Inspired by some of the answers and comments on a recent question on boiling potatoes whole or diced, I'm curious:

What's the best way to cook a combination of vegetables to be mashed? I'm thinking of a subset of potatoes, turnips, rutabagas, parsnips, carrots, and anything else that sounds good. Obviously if boiling, one wants to avoid waterlogged vegetables, but the cooking times of the various vegetables are different. Is there a reliable way to cook everything together (at least for some subsets)?

Edit: As mentioned in the comment below, I know that the best one can do may be starting with the longest-cooking vegetables and incrementally adding the rest. What I was wondering was things like if some or all were better baked, or if boiling is good, if some besides potatoes are better boiled whole...

  • 5
    Are you looking for a reliable way to cook them together at the same time? I'm sure that the most reliable way is just to throw them in the pot at different times.
    – Aaronut
    May 14, 2011 at 19:53
  • @Aaronut: If the best one can do is offset times like that, then sure - but I was also trying to ask about cooking methods, since at least one person on the other question suggested baking rather than boiling. I suppose the core intent of my question was: how can one make the best possible dish with the least possible effort? (Soggy or gluey food is bad; so is having to cook things separately.)
    – Cascabel
    May 15, 2011 at 4:53

3 Answers 3


After trying steaming a few times as renegade suggested, I've decided I prefer roasting:

  • As with steaming, everything stays in the vegetables, they're pretty easy to test, and they don't get waterlogged.
  • It gives some nice caramelization, contributing a little to the end flavor.
  • It leaves them drier than steaming, which I like because it gives me the freedom to add plenty of other liquids (e.g. milk).
  • It's easy to roast large quantities of whole vegetables (which wouldn't fit in anything I have to steam in), so I can make large batches. And cooking them whole means there's less to sort through when pulling out ones that got done faster.

To each their own, but this works for me!


For mashing I've always found steam to give the best results. It makes fully cooked vegetables that are easy to test for doneness along the way, they don't get waterlogged, and most importantly their sugars and starches don't dissolve into the water so you get better flavor.

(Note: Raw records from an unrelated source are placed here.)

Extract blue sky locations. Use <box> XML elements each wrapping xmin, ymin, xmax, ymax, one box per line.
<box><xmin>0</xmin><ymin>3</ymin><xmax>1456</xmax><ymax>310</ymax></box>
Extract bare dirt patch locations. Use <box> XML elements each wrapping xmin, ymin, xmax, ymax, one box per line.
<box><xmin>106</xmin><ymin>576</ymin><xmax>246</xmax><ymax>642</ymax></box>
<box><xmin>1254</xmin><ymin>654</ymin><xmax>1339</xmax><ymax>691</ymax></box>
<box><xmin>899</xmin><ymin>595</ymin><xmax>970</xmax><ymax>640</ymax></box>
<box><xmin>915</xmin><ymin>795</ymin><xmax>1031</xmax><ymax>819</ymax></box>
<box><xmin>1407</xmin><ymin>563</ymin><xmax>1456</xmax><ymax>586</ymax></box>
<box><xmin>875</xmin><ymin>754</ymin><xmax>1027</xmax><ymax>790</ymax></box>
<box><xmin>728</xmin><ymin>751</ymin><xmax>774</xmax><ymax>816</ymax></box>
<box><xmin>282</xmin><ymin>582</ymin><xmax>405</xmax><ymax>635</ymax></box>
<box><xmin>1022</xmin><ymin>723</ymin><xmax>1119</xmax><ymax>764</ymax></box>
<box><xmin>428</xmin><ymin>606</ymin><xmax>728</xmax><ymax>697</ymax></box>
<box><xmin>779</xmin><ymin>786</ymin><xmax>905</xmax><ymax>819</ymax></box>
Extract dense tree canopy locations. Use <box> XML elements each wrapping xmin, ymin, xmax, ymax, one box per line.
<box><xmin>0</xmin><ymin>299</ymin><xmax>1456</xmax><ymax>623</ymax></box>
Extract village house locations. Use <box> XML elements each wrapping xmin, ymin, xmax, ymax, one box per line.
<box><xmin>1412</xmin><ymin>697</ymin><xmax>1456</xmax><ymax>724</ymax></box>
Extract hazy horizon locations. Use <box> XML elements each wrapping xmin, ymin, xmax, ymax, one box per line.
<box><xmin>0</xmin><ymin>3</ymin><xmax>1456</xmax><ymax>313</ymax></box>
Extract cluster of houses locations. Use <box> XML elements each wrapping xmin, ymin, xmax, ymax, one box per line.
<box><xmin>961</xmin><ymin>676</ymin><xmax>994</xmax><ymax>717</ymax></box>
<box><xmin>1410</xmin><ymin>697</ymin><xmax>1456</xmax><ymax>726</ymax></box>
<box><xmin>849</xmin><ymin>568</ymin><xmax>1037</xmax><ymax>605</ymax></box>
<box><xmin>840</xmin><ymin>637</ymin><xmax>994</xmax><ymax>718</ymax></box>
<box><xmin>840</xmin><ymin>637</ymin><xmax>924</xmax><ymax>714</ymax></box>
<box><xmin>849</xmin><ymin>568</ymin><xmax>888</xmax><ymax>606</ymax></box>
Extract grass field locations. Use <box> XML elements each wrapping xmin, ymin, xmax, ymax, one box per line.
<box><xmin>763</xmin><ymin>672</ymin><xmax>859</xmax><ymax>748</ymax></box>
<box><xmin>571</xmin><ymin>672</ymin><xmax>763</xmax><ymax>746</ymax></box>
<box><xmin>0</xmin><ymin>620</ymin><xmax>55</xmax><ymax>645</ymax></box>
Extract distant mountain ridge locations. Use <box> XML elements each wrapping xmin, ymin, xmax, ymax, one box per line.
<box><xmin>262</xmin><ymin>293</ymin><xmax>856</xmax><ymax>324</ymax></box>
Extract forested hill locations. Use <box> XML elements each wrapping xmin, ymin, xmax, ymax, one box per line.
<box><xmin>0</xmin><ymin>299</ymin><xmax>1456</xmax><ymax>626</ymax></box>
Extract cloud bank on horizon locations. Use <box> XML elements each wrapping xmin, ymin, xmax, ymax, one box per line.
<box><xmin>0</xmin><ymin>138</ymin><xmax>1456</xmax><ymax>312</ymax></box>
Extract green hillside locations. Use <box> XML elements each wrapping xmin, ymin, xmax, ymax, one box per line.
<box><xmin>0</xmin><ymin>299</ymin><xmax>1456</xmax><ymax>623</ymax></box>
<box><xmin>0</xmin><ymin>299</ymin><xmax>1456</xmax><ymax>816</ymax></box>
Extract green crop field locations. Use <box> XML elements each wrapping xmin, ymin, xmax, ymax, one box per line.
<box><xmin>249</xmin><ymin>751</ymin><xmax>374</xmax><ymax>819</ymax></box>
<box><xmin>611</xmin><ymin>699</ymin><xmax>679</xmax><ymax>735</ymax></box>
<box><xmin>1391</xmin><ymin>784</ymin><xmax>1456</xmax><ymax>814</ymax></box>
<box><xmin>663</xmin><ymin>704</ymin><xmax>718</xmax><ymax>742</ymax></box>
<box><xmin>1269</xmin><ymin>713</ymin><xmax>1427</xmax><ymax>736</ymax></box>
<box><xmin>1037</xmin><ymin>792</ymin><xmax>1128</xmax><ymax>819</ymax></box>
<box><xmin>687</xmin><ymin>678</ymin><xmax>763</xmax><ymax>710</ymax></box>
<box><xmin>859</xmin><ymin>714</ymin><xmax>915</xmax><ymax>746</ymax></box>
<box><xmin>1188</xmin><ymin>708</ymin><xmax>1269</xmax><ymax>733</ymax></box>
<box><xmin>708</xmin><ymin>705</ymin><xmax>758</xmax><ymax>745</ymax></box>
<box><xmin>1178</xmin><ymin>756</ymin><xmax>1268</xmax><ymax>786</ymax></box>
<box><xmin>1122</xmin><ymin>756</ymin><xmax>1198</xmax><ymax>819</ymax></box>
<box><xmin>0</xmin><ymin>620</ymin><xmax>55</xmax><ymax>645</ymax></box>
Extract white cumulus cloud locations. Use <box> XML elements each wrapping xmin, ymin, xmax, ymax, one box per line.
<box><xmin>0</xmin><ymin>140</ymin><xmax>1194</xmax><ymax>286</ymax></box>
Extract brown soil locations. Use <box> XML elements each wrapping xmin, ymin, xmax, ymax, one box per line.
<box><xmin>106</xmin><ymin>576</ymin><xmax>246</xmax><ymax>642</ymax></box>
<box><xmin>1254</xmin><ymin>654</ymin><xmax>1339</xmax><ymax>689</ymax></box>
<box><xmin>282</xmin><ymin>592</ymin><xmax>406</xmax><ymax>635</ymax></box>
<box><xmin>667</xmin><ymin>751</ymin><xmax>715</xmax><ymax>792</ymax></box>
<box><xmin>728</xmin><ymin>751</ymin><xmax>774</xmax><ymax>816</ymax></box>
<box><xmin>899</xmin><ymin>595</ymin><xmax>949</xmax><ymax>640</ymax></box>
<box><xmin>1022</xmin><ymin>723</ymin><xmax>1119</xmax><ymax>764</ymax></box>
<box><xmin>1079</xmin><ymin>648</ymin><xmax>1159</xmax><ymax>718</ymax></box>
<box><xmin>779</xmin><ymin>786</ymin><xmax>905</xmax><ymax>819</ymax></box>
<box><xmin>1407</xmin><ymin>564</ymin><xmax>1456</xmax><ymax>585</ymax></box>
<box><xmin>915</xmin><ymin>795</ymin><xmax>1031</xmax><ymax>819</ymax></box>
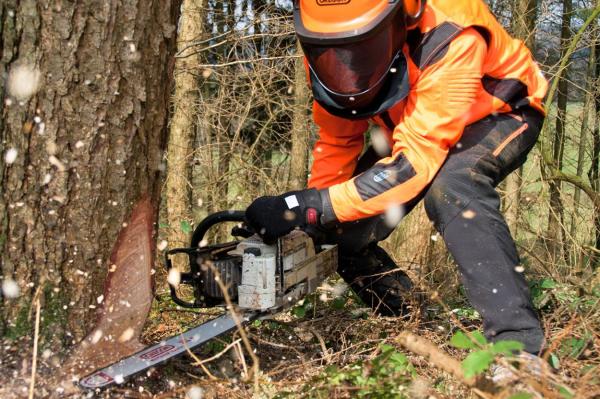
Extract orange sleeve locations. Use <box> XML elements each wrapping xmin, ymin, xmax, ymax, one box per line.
<box><xmin>323</xmin><ymin>28</ymin><xmax>487</xmax><ymax>222</ymax></box>
<box><xmin>308</xmin><ymin>101</ymin><xmax>369</xmax><ymax>189</ymax></box>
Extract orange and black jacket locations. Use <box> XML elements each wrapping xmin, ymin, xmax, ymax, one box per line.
<box><xmin>308</xmin><ymin>0</ymin><xmax>548</xmax><ymax>222</ymax></box>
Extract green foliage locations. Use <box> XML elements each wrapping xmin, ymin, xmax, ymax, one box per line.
<box><xmin>529</xmin><ymin>278</ymin><xmax>600</xmax><ymax>311</ymax></box>
<box><xmin>450</xmin><ymin>331</ymin><xmax>523</xmax><ymax>378</ymax></box>
<box><xmin>558</xmin><ymin>386</ymin><xmax>575</xmax><ymax>399</ymax></box>
<box><xmin>508</xmin><ymin>392</ymin><xmax>533</xmax><ymax>399</ymax></box>
<box><xmin>462</xmin><ymin>350</ymin><xmax>494</xmax><ymax>378</ymax></box>
<box><xmin>276</xmin><ymin>344</ymin><xmax>416</xmax><ymax>399</ymax></box>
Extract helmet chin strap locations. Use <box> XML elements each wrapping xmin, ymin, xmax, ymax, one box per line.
<box><xmin>309</xmin><ymin>51</ymin><xmax>410</xmax><ymax>119</ymax></box>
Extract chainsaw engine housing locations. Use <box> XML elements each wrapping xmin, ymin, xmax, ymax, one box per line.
<box><xmin>166</xmin><ymin>211</ymin><xmax>337</xmax><ymax>311</ymax></box>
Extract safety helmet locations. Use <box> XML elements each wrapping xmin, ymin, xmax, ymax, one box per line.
<box><xmin>294</xmin><ymin>0</ymin><xmax>426</xmax><ymax>117</ymax></box>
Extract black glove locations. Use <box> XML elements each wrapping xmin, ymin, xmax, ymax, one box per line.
<box><xmin>246</xmin><ymin>188</ymin><xmax>323</xmax><ymax>244</ymax></box>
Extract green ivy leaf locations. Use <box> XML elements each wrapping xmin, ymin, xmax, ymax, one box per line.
<box><xmin>540</xmin><ymin>278</ymin><xmax>556</xmax><ymax>290</ymax></box>
<box><xmin>450</xmin><ymin>331</ymin><xmax>476</xmax><ymax>349</ymax></box>
<box><xmin>491</xmin><ymin>341</ymin><xmax>525</xmax><ymax>356</ymax></box>
<box><xmin>508</xmin><ymin>392</ymin><xmax>533</xmax><ymax>399</ymax></box>
<box><xmin>470</xmin><ymin>331</ymin><xmax>487</xmax><ymax>346</ymax></box>
<box><xmin>462</xmin><ymin>350</ymin><xmax>494</xmax><ymax>378</ymax></box>
<box><xmin>548</xmin><ymin>353</ymin><xmax>560</xmax><ymax>369</ymax></box>
<box><xmin>179</xmin><ymin>220</ymin><xmax>192</xmax><ymax>234</ymax></box>
<box><xmin>558</xmin><ymin>386</ymin><xmax>575</xmax><ymax>399</ymax></box>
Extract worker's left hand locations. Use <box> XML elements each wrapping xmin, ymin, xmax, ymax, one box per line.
<box><xmin>246</xmin><ymin>188</ymin><xmax>323</xmax><ymax>244</ymax></box>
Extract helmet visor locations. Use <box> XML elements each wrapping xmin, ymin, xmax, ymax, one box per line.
<box><xmin>299</xmin><ymin>13</ymin><xmax>405</xmax><ymax>106</ymax></box>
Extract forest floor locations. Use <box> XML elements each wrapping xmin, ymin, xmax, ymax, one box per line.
<box><xmin>0</xmin><ymin>268</ymin><xmax>600</xmax><ymax>399</ymax></box>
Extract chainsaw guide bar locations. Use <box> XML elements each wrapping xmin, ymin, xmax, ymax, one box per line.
<box><xmin>79</xmin><ymin>313</ymin><xmax>258</xmax><ymax>389</ymax></box>
<box><xmin>79</xmin><ymin>211</ymin><xmax>338</xmax><ymax>389</ymax></box>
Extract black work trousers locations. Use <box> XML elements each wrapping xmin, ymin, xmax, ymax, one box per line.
<box><xmin>327</xmin><ymin>107</ymin><xmax>544</xmax><ymax>353</ymax></box>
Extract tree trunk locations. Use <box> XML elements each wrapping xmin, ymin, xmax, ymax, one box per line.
<box><xmin>504</xmin><ymin>0</ymin><xmax>537</xmax><ymax>235</ymax></box>
<box><xmin>588</xmin><ymin>12</ymin><xmax>600</xmax><ymax>269</ymax></box>
<box><xmin>289</xmin><ymin>45</ymin><xmax>310</xmax><ymax>190</ymax></box>
<box><xmin>547</xmin><ymin>0</ymin><xmax>573</xmax><ymax>260</ymax></box>
<box><xmin>165</xmin><ymin>0</ymin><xmax>204</xmax><ymax>256</ymax></box>
<box><xmin>570</xmin><ymin>39</ymin><xmax>596</xmax><ymax>267</ymax></box>
<box><xmin>0</xmin><ymin>0</ymin><xmax>179</xmax><ymax>349</ymax></box>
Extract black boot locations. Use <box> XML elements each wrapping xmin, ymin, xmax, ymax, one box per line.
<box><xmin>337</xmin><ymin>245</ymin><xmax>412</xmax><ymax>316</ymax></box>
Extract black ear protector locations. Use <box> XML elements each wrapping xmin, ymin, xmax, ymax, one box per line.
<box><xmin>404</xmin><ymin>0</ymin><xmax>427</xmax><ymax>26</ymax></box>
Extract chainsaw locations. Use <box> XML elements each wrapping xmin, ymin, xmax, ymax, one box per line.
<box><xmin>79</xmin><ymin>211</ymin><xmax>338</xmax><ymax>389</ymax></box>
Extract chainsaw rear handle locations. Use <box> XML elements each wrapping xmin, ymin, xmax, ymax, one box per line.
<box><xmin>190</xmin><ymin>211</ymin><xmax>246</xmax><ymax>248</ymax></box>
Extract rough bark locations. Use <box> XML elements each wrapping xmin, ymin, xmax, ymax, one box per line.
<box><xmin>165</xmin><ymin>0</ymin><xmax>204</xmax><ymax>256</ymax></box>
<box><xmin>588</xmin><ymin>10</ymin><xmax>600</xmax><ymax>269</ymax></box>
<box><xmin>0</xmin><ymin>0</ymin><xmax>179</xmax><ymax>348</ymax></box>
<box><xmin>290</xmin><ymin>45</ymin><xmax>310</xmax><ymax>190</ymax></box>
<box><xmin>570</xmin><ymin>40</ymin><xmax>596</xmax><ymax>260</ymax></box>
<box><xmin>546</xmin><ymin>0</ymin><xmax>573</xmax><ymax>259</ymax></box>
<box><xmin>504</xmin><ymin>0</ymin><xmax>537</xmax><ymax>234</ymax></box>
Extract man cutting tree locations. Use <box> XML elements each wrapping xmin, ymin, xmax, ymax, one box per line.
<box><xmin>246</xmin><ymin>0</ymin><xmax>547</xmax><ymax>378</ymax></box>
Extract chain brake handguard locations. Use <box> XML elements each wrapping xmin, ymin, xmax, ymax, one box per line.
<box><xmin>165</xmin><ymin>211</ymin><xmax>247</xmax><ymax>308</ymax></box>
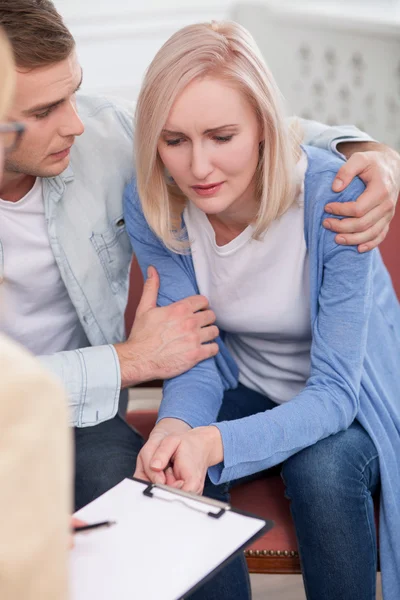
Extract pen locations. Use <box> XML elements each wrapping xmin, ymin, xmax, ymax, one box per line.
<box><xmin>72</xmin><ymin>521</ymin><xmax>117</xmax><ymax>533</ymax></box>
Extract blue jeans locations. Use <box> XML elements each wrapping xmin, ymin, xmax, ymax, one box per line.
<box><xmin>74</xmin><ymin>415</ymin><xmax>144</xmax><ymax>510</ymax></box>
<box><xmin>214</xmin><ymin>384</ymin><xmax>380</xmax><ymax>600</ymax></box>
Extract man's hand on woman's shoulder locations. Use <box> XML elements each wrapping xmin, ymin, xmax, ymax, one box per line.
<box><xmin>323</xmin><ymin>142</ymin><xmax>400</xmax><ymax>252</ymax></box>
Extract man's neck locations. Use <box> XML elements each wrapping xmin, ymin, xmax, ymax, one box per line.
<box><xmin>0</xmin><ymin>171</ymin><xmax>36</xmax><ymax>202</ymax></box>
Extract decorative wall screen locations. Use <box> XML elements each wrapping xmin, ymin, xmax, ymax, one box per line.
<box><xmin>235</xmin><ymin>4</ymin><xmax>400</xmax><ymax>150</ymax></box>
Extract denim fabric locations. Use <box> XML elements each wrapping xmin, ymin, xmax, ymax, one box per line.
<box><xmin>125</xmin><ymin>147</ymin><xmax>400</xmax><ymax>600</ymax></box>
<box><xmin>74</xmin><ymin>415</ymin><xmax>143</xmax><ymax>510</ymax></box>
<box><xmin>216</xmin><ymin>384</ymin><xmax>380</xmax><ymax>600</ymax></box>
<box><xmin>25</xmin><ymin>94</ymin><xmax>371</xmax><ymax>427</ymax></box>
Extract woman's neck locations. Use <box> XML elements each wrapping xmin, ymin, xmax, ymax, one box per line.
<box><xmin>207</xmin><ymin>203</ymin><xmax>258</xmax><ymax>246</ymax></box>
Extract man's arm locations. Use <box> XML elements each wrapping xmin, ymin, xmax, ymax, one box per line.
<box><xmin>39</xmin><ymin>268</ymin><xmax>218</xmax><ymax>427</ymax></box>
<box><xmin>300</xmin><ymin>119</ymin><xmax>400</xmax><ymax>252</ymax></box>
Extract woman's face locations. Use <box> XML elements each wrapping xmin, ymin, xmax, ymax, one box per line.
<box><xmin>158</xmin><ymin>78</ymin><xmax>260</xmax><ymax>217</ymax></box>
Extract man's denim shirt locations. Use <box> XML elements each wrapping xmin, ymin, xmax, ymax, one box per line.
<box><xmin>0</xmin><ymin>95</ymin><xmax>371</xmax><ymax>427</ymax></box>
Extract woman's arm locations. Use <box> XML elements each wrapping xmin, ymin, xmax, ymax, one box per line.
<box><xmin>124</xmin><ymin>181</ymin><xmax>237</xmax><ymax>427</ymax></box>
<box><xmin>154</xmin><ymin>176</ymin><xmax>377</xmax><ymax>491</ymax></box>
<box><xmin>206</xmin><ymin>180</ymin><xmax>376</xmax><ymax>482</ymax></box>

In a pinch if you find you miscalculated and one veggie is done before the other you can pull the basket off the pot and fish out whatever is done and then let the rest finish.

  • 1
    I recently had very good results from baking potatoes, turnips, and rutabagas - perhaps I will try steaming and see which I prefer!
    – Cascabel
    May 19, 2011 at 17:45
  • @Jefromi - Good idea. I've done plenty of roasting of veg to get a nice caramelization, but hadn't though of doing it for mashing.
    – renegade
    May 19, 2011 at 18:57

root vegetables will all cook at nearly the same speed given assuming the size of the pieces are equal. Root vegetables can be tricky to cut into equal sizes because of their tapered and oblong nature. I find a batonnet cut to be the best for this.

roasting in the oven at a low temperature (200-300F) will impart more flavor as well, but might dry the surface out too much for a consistant mash.


  • I don't really have much trouble cutting things into equal sizes, but in my experience, they definitely do not cook at the same speed. For example, rutabagas seem to be substantially slower than potatoes.
    – Cascabel
    May 15, 2011 at 4:54
  • 1
    -1 Most root vegetables have widely different cooking times!